# Data Collection From Reddit

The data was collected from the social media reddit. The following subreddits were considered:

- r/worldnews
- r/news
- r/UpliftingNews
- r/InternationalNews
- r/GlobalClimateChange
- r/politics

The columns considered for analysis are:

- Title: The post title
- Score: It is a net score that equals upvotes minus downvotes for a particular Reddit post
- Time: Date of the post
- Comments: Number of comments
- UpvoteRatio: It is the ratio between upvotes and total votes
- PostId: Unique identifier for the vote
- Subreddit: Name of the subreddit
- SelfText: The text in the post
- IsSelfText: This boolean tells if the post has self text (In some cases, there is a link or picture instead)

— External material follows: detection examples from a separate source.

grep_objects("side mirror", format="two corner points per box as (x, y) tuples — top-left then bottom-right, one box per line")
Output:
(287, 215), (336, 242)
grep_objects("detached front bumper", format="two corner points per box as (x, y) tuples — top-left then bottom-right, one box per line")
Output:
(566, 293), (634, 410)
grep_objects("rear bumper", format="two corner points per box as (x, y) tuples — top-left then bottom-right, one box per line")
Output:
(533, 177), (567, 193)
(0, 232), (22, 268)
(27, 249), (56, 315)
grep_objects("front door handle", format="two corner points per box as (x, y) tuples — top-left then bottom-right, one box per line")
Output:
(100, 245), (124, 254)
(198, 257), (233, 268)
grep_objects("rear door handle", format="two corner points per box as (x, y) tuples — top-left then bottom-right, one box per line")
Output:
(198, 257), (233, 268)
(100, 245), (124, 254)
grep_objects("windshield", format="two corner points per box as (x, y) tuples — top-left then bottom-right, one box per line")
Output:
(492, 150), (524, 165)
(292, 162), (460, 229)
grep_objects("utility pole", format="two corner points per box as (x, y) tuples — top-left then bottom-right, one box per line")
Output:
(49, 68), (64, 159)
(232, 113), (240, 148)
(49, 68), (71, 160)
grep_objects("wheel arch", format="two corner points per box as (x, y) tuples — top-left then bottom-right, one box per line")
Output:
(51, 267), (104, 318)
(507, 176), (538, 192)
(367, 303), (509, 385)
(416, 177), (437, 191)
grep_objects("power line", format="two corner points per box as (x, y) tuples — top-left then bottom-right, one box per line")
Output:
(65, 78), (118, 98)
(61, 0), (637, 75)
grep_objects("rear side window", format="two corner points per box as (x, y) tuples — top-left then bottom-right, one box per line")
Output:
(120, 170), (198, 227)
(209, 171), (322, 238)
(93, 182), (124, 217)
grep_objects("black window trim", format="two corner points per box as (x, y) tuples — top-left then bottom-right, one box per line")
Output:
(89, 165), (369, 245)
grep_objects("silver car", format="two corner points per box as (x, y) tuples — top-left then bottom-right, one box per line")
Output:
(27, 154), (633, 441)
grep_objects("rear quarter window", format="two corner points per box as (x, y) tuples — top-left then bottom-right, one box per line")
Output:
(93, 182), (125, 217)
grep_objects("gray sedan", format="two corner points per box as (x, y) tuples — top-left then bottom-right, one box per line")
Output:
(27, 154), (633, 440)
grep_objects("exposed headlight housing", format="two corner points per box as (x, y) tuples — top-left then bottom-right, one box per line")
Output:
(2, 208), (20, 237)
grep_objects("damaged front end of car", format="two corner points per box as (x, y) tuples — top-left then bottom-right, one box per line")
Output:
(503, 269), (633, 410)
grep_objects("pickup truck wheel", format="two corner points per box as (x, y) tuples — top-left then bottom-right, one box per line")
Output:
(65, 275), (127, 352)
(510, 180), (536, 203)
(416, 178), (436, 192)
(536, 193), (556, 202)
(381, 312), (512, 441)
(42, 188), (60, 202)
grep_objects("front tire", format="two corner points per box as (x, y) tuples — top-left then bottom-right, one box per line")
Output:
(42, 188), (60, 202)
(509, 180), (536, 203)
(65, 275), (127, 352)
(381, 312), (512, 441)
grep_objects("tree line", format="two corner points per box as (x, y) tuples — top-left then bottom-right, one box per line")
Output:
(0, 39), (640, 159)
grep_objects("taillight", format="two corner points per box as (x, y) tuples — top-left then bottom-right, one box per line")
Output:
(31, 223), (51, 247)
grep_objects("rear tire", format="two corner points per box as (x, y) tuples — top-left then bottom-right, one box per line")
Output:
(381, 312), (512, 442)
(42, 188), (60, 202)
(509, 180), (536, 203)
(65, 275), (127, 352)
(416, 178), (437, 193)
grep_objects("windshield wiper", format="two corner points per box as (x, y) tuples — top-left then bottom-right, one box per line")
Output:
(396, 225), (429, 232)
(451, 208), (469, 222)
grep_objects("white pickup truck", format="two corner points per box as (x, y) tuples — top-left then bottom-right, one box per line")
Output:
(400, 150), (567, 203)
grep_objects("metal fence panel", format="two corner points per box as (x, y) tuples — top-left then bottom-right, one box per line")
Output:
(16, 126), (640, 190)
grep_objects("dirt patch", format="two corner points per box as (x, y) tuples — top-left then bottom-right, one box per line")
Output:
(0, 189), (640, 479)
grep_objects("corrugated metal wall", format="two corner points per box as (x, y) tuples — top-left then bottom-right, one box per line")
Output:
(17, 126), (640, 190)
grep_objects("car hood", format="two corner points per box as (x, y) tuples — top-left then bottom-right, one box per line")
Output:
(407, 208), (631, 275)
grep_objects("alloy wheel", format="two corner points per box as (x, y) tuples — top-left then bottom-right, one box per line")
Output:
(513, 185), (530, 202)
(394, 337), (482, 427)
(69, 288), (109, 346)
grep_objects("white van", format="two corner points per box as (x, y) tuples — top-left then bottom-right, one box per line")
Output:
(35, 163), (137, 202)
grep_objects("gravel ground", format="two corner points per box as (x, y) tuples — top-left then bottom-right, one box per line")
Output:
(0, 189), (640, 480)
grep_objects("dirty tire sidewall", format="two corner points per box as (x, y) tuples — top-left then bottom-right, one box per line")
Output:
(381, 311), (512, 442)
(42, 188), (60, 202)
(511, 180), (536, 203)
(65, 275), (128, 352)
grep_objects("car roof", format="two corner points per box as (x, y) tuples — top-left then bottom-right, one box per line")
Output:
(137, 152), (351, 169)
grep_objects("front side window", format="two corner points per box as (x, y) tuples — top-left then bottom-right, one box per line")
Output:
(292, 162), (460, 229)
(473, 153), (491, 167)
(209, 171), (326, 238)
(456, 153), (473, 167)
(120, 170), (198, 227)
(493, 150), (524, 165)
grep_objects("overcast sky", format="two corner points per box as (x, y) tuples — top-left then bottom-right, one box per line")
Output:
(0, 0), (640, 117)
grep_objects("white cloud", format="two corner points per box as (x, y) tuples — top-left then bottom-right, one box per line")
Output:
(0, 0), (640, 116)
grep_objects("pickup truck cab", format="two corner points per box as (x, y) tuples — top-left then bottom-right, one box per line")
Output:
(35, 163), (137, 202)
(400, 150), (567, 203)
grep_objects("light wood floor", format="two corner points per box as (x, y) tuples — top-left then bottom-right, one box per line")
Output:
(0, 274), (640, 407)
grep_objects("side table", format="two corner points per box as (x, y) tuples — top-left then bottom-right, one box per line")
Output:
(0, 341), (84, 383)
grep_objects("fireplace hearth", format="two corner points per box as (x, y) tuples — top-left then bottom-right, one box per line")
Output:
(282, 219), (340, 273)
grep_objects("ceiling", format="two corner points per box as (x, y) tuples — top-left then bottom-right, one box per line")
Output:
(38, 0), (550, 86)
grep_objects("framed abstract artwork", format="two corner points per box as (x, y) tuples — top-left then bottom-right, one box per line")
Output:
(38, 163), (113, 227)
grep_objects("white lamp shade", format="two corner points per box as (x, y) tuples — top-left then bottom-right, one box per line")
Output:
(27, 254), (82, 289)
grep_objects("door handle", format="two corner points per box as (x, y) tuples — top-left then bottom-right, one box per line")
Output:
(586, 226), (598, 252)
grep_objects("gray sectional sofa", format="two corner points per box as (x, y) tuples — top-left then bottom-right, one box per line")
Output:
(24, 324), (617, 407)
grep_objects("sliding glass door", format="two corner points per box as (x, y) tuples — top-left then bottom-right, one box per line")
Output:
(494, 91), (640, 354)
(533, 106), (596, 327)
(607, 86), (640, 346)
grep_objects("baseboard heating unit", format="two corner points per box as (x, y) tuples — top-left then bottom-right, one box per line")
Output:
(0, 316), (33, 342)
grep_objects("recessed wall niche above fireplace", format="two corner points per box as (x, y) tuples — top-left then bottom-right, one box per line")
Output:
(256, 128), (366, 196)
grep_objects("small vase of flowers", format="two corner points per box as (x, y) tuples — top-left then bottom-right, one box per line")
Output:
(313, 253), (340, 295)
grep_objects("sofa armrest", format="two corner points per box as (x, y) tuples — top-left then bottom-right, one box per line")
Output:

## Libraries Installation and Imports

In [6]:
from IPython.display import clear_output

!pip install praw

clear_output()

In [7]:
import warnings
import pandas as pd
import csv
import praw
import os
warnings.filterwarnings('ignore')

## Reddit API client configuration

In [2]:
client_id = os.environ['CLIENT_ID']
client_secret = os.environ['CLIENT_SECRET']
user_agent = os.environ['USER_AGENT']

In [9]:
# Create a Reddit API client

reddit = praw.Reddit(
    client_id=client_id,
    client_secret=client_secret,
    user_agent=user_agent
)

## Get data from API and store it in CSV file

In [8]:
# Functions used to pull data from reddit

def create_dict_posts(search, kind):
    """ This function transform post into a list of dictionaties form"""
    result = {}
    posts_list = []
    posts = search.new(limit=None) if kind == 'new' else search.top(limit=None)
    for post in posts:
        result["Title"] = post.title
        result["Score"] = post.score
        result["Time"] = post.created
        result["Comments"] = post.num_comments
        result["UpvoteRatio"] = post.upvote_ratio
        result["PostId"] = post.id
        result["Subreddit"] = post.subreddit.display_name
        result["SelfText"] = post.selftext
        result["IsSelfText"] = post.is_self
        posts_list.append(result)
        result = {}
    return posts_list


def store_in_CSV(file_name, posts):
    """This function stores data in CSV form"""
    fields = ['Title', 'Score', 'Time', 'Comments', 'UpvoteRatio', 'PostId', 'Subreddit', 'SelfText', 'IsSelfText']
    with open(file_name, 'a', newline='') as csvfile:
        writer = csv.DictWriter(csvfile, fieldnames=fields)
        if csvfile.tell() == 0:
            writer.writeheader()
        writer.writerows(posts)

def scrap_dataset(subreddits, file_path, reddit, kind='new'):
    """This functions creates a CSV file based on Reddit data and returns a DataFrame"""
    for sub in subreddits:
        search_results = reddit.subreddit(sub)
        posts = create_dict_posts(search_results, kind)
        store_in_CSV(file_path, posts)
    df = pd.read_csv(file_path)
    print(df.shape)
    return df

In [16]:
# defining the subreddits list related to technology

subreddits = ['worldnews', 'news', 'UpliftingNews', 'InternationalNews', 'GlobalClimateChange', 'politics']
df = scrap_dataset(subreddits, './data/news.csv', reddit, kind='new')
clear_output()

In [17]:
df.head()

Unnamed: 0,Title,Score,Time,Comments,UpvoteRatio,PostId,Subreddit,SelfText,IsSelfText
0,An anti-gay Hungarian politician has resigned ...,204544,1606847000.0,8392,0.93,k4qide,worldnews,,False
1,Trump Impeached for Abuse of Power,202899,1576719000.0,20000,0.88,eclwg9,worldnews,,False
2,Vladimir Putin's black belt revoked by interna...,200152,1646081000.0,6904,0.89,t3pgaz,worldnews,,False
3,"Two weeks before his inauguration, Donald J. T...",189351,1531966000.0,18004,0.84,901p5f,worldnews,,False
4,"Queen Elizabeth II has died, Buckingham Palace...",189029,1662658000.0,16452,0.79,x96k3v,worldnews,,False


In [18]:
df.shape

(10363, 9)